We have included a new paragraph in the Results describing this analysis:

“We investigated whether the genetic variants associate with age at baseline. Without adjustment a one standard deviation increases in the Sniekers et al. and Okbay et al. scores were associated with 0.05 (95%CI: 0.0012 to 0.098, p-value=0.044) and 0.058 (95%CI: 0.020 to 0.096 p-value= 0.003) increases in age in years at baseline. […] Overall this suggests that while the there is some evidence that the scores associate with covariates, the impact of these associations on the final results may be small.”

We have included a new paragraph in the Discussion covering these sensitivity analyses:

“Mendelian randomization studies using samples of unrelated individuals can be biased by bias due to population stratification and difference in ancestry across variants and selection and participation bias (Haworth et al., 2018; Taylor et al., 2018. […] These analyses suggested that while the genetic scores for intelligence and education associate with some measures of early life experience and place of birth, the bias induced in our estimates may be limited.”

We have included a new section in the Materials and methods describing this analysis:

“Investigating bias: We used covariate balance plots to investigate whether the bias from excluding a limited set of covariates would result in more bias in the multivariable adjusted or instrumental variable analysis.¹[…] Finally, we investigated whether the results were due to the family environment by including a family fixed effect in the sample of siblings from the UK Biobank.”

2) Related to the above point, the causal language throughout the paper is too strong.

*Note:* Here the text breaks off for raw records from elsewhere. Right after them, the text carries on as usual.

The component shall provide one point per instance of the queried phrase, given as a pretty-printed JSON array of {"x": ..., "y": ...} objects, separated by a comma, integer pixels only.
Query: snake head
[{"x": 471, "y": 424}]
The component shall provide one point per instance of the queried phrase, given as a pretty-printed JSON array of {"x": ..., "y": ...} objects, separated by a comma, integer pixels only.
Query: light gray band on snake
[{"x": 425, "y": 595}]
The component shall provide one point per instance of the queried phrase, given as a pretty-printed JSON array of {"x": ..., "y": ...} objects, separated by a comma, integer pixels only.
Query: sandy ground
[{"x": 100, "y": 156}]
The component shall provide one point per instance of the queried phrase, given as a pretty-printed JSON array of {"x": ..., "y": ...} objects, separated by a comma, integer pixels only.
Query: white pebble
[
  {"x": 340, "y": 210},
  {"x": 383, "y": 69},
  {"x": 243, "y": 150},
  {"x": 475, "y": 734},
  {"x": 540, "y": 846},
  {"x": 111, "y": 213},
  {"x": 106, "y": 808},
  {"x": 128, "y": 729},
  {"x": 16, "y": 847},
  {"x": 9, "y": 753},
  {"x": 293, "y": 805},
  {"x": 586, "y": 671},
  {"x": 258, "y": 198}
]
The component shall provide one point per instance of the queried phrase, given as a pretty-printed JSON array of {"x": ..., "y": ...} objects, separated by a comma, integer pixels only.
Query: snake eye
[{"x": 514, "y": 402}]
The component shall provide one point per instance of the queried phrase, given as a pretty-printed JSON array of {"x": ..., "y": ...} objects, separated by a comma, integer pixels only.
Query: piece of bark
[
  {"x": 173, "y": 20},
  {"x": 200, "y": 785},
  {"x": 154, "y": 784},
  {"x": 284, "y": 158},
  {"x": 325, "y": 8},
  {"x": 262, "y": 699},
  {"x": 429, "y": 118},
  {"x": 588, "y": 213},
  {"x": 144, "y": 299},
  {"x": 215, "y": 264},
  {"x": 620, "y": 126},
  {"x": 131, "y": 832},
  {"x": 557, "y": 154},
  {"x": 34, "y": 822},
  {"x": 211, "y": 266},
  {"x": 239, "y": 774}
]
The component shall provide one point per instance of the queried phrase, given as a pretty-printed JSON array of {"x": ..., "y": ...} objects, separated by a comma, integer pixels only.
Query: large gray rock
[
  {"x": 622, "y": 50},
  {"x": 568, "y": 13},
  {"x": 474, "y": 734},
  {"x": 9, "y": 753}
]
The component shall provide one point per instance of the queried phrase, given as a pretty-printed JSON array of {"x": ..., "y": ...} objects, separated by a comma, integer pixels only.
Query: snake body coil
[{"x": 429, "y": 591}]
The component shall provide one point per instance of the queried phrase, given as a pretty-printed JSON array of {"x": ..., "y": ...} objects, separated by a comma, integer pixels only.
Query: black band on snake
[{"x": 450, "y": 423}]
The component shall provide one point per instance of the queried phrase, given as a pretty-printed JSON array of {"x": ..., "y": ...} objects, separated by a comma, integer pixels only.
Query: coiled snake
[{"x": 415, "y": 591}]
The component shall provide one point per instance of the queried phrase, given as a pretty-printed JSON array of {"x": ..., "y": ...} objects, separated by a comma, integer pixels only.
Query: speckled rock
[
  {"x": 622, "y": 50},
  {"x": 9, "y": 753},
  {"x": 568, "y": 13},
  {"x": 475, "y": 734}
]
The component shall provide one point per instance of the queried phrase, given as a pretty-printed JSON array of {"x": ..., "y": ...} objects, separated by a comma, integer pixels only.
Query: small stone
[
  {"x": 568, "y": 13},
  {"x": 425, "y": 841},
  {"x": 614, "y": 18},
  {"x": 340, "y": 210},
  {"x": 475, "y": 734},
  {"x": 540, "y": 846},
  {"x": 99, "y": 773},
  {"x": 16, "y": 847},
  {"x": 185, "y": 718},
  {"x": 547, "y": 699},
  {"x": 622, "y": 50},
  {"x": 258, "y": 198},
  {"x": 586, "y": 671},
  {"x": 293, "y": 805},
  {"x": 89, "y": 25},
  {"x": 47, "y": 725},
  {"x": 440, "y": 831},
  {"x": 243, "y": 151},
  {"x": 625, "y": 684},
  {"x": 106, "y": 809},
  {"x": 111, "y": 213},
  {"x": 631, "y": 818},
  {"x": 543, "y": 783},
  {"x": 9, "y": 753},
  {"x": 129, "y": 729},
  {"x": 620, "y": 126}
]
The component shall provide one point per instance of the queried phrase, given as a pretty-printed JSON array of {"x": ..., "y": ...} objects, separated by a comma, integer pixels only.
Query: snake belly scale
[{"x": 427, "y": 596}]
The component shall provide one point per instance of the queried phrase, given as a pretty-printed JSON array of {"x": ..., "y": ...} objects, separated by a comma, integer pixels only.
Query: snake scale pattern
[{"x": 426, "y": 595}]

For example, in the limitations section, the authors acknowledge that dynastic effects and assortative mating could be driving "some of the effects [they] report." Indeed, the data is consistent with a model where the nurturing environment affects health but where education and intelligence have no effect at all. Despite this, there is unqualified causal language in the title, Abstract and throughout the manuscript. This should all be greatly softened.

The aim of our paper is to investigate the causal effects of intelligence and education on health outcomes. All Mendelian randomization estimates are dependent on assumptions, which we define in the Introduction. In the Discussion we describe possible sources of bias. However, throughout we refer to a) total effects and b) direct casual effects.

We have edited the manuscript as suggested. We have changed the title to: “Intelligence, education and health, a bidirectional two-sample Mendelian randomization analysis”.

We have edited the Abstract to read:

“Intelligence and education are both predictive of better physical and mental health, socioeconomic position (SEP), and longevity. […] If the assumptions of Mendelian randomization hold, these findings suggest a causal relationship with intelligence and education both being potential targets for interventions aimed at improving health outcomes.”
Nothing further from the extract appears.